The prospect of a brand new light rail system criss-crossing the greater Montreal area has commuters around the city dreaming of quicker rides into work. 

There is no question about the ambition of the project; it's already being hailed as Montreal's largest expansion of public infrastructure since the Metro system was built. 

But large-scale public works projects in Quebec have somewhat of a mixed history. The rail system's backers are predicting the 67-kilometre network will board its first passengers less than five years from now

It took almost 10 years, though, to complete a five-kilometre extension of the Metro's Orange line to Laval, and that end up costing $745 million, hundreds of millions more than initial estimates. 

One of the new commuter rail stations envisioned by the Caisse de dépôt et placement du Québec. (Caisse de dépôt et placement du Québec)

Quebec politicians of all stripes have also been announcing extensions of the Metro's Blue line for close to a decade, none of which of have yet to come to fruition. 

Show me the money

​Before a train leaves a light-rail station, $2.5 billion in funding still needs to be found. The Caisse de dépôt et placement du Québec has only committed $3 billion to a project slated to cost $5.5 billion. 

The balance is likely to come from Ottawa and Quebec. Provincial Transport Minister Jacques Daoust hinted the two levels of government will split the cost between them. 

"We expect the federal government to match us," said Daoust. "We will do our fair share on this, don't worry."​

But if that translates into respective commitments of $1.25 billion, the question is: where will that money come from?

The recent Quebec budget was criticized by transit groups for allotting little to their cause.
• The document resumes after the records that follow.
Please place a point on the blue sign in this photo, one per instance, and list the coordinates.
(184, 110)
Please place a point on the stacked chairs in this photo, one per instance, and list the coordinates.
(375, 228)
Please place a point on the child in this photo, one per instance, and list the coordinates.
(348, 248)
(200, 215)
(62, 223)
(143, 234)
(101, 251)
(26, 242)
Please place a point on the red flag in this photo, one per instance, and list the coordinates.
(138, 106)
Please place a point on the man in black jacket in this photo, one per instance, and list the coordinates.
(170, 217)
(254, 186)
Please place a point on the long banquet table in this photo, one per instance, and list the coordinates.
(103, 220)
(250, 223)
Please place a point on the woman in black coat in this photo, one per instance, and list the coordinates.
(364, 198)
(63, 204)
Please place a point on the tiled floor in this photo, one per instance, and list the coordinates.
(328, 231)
For its part, the federal government's budget earmarked $775 million for public transit infrastructure in Montreal over the next three years.

That, however, also has to fund — wait for it — another proposed extension of the Blue line. In its latest iteration, the Blue line expansion is price tagged at $1.8 billion. 

Ottawa has indicated that if it were to help pay for the the light-rail system, it wouldn't do so until a second wave of infrastructure funding is announced next year.

"Minister [Amarjeet] Sohi recently met with Caisse de dépôt et placement du Québec to learn more about this project," Infrastructure Canada spokesperson James Chow told CBC Montreal in an email.

"The federal government looks forward to receiving a funding request, which will be analyzed in detail."

​Caisse, the difference maker

If there is an element about the light-rail project that has many feeling optimistic it will actually be built — on time, and on budget — it is the lead role taken by the Caisse.

The pension fund struck a deal with the Quebec government in 2015 that gives it the power to finance infrastructure projects they deem profitable for their depositors. That is a source of confidence for Montreal's business leaders.

"It's the rigour of their analysis," said Michel Leblanc, the president of Board of Trade of Metropolitan Montreal.

Michel Leblanc, the president of Board of Trade of Metropolitan Montreal, says the participation of the Caisse de dépôt is a source of confidence about the project's chance of success. (CBC)

"We know that the Caisse is an organization that has to prove for the market that it's doing things with the proper approach."

The head of Conseil du patronat du Québec, Yves-Thomas Dorval, pointed out the provincial government wasn't even present at Friday's announcement. 

"The message is this will be a business decision for a fund manager," Dorval said.

"It will be a business decision that will have a positive impact for the population, for the environment, for the economy."